I watched the big levee go up in Earth City, watched Trammel Crow's nightmare levee sink St. Charles twice in 30 years. Yes. I do agree that St. Louis county does not need to develop the river bottoms. But in Kansas City it is too late. Our river bottom land was already developed by 1881. Protecting the community is going to be a nightmare, as you will see if you read the URL I attached to the original message.

I have spent weeks of my life filling sandbags on the Missouri river.
Kansas City is where I live now. And if we cannot give the corridor back to the river here. KC is much more exposed to the river than St.L.

I agree on letting the river become a natural waterway again over most of its length. But I do know how high the 93 flood got in Jeff City, as my S/O is from there. We do not need to develop new riparian corridor properties, but we need to protect those urban industrial environments that have been in place making waste for 150 years, just to contain the contaminents. Moving them somewhere else is just tracking the dirt all over the carpet.
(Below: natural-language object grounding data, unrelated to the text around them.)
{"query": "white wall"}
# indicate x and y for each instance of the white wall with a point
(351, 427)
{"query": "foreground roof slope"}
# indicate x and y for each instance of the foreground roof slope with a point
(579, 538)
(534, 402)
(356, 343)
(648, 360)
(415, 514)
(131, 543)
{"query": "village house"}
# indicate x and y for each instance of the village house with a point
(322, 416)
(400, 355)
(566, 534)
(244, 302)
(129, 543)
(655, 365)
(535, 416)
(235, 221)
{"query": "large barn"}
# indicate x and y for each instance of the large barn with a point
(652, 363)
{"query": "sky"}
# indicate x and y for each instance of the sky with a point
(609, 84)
Also, you do not want some of these places to be flooded, because in un-remediated areas there still remains a nightmarish amount of environmental toxins, such as Petroleum, Cadmium, Lead, Arsenic, etc, which, thanks to the Bush EPA, no longer must be paid for by the polluters.

You are down stream from a potential environmental disaster. In a 51 or 93 scale event, it could easily become your environmental disaster.